Entrepreneurs can receive prototypes within a few weeks after signing up on the Sembler website, which features an interface that has been streamlined since launch last fall. New Sembler users receive a discount if referred by existing customers – who also receive a discount on their next set of devices. Each user’s intellectual property is protected throughout the process.

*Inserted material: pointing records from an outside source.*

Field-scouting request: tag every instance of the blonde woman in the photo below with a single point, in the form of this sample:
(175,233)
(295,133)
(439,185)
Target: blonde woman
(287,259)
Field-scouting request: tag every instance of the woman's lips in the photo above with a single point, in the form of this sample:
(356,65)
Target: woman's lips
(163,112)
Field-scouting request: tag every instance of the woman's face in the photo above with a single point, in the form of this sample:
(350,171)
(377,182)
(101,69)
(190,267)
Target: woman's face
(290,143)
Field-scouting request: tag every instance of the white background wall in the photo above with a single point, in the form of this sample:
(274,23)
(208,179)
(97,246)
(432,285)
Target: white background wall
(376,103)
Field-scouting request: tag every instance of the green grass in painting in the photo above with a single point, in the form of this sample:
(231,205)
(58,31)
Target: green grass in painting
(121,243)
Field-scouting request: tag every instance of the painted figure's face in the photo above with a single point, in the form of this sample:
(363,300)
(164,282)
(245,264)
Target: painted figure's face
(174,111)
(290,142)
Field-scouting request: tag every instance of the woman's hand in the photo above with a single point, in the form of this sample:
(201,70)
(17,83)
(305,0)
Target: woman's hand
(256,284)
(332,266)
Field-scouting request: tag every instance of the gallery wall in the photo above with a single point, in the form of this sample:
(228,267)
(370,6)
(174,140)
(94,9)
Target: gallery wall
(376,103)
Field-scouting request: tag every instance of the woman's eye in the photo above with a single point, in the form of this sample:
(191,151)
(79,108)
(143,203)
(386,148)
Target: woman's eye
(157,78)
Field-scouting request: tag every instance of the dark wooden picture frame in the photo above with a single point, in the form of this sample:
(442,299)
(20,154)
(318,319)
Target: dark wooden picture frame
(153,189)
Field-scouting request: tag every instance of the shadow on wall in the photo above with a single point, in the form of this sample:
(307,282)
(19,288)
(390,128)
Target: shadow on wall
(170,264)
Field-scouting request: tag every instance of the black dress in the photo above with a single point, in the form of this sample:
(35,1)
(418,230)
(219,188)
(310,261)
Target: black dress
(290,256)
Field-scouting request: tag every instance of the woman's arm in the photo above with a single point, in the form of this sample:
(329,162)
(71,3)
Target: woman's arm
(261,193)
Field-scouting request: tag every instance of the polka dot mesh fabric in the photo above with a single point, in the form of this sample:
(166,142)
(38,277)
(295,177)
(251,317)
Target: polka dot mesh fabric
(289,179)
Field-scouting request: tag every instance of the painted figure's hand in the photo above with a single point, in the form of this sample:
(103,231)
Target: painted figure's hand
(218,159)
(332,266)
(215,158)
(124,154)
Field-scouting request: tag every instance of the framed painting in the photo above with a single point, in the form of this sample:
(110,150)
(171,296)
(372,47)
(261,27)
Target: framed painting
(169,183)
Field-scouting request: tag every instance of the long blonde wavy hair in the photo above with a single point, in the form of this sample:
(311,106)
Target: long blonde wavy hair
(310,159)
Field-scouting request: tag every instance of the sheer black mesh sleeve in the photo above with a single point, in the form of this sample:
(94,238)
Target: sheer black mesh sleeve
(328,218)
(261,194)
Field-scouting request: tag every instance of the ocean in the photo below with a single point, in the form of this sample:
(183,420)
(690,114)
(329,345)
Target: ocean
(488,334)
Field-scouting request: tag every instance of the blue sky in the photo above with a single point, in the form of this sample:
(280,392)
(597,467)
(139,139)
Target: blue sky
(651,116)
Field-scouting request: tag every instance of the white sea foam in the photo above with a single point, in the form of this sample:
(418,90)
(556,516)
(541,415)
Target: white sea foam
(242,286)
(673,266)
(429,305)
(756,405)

Sembler offers startups an easy, inexpensive way to get microfluidic prototypes (shown above) built on a consistent, reliable production schedule.
Capabilities Used
Materials Engineering & Microfabrication

Draper continues to develop its expertise in designing, characterizing and processing materials at the macro-, micro- and nanoscales. Understanding the physical properties and behaviors of materials at these various scales is vital to exploit them successfully in designing components or systems. This enables the development and integration of biomaterials, 3D printing and additive manufacturing, wafer fabrication, chemical and electrochemical materials and structural materials for application to system-level solutions required of government and commercial sponsors.

Biomedical Solutions

Draper’s Biomedical Solutions capability centers on the application of microsystems, miniaturized electronics, computational modeling, algorithm development and image and data analytics applied to a range of challenges in healthcare and related fields. Draper fills that critical engineering niche that is required to take research or critical requirements and prototype or manufacture realizable solutions.  Some specific examples are MEMS, microfluidics and nanostructuring applied to the development of wearable and implantable medical devices, organ-assist devices and drug-delivery systems. Novel neural interfaces for prosthetics and for treatment of neurological conditions are being realized through a combination of integrated miniaturized electronics and microfabrication technologies.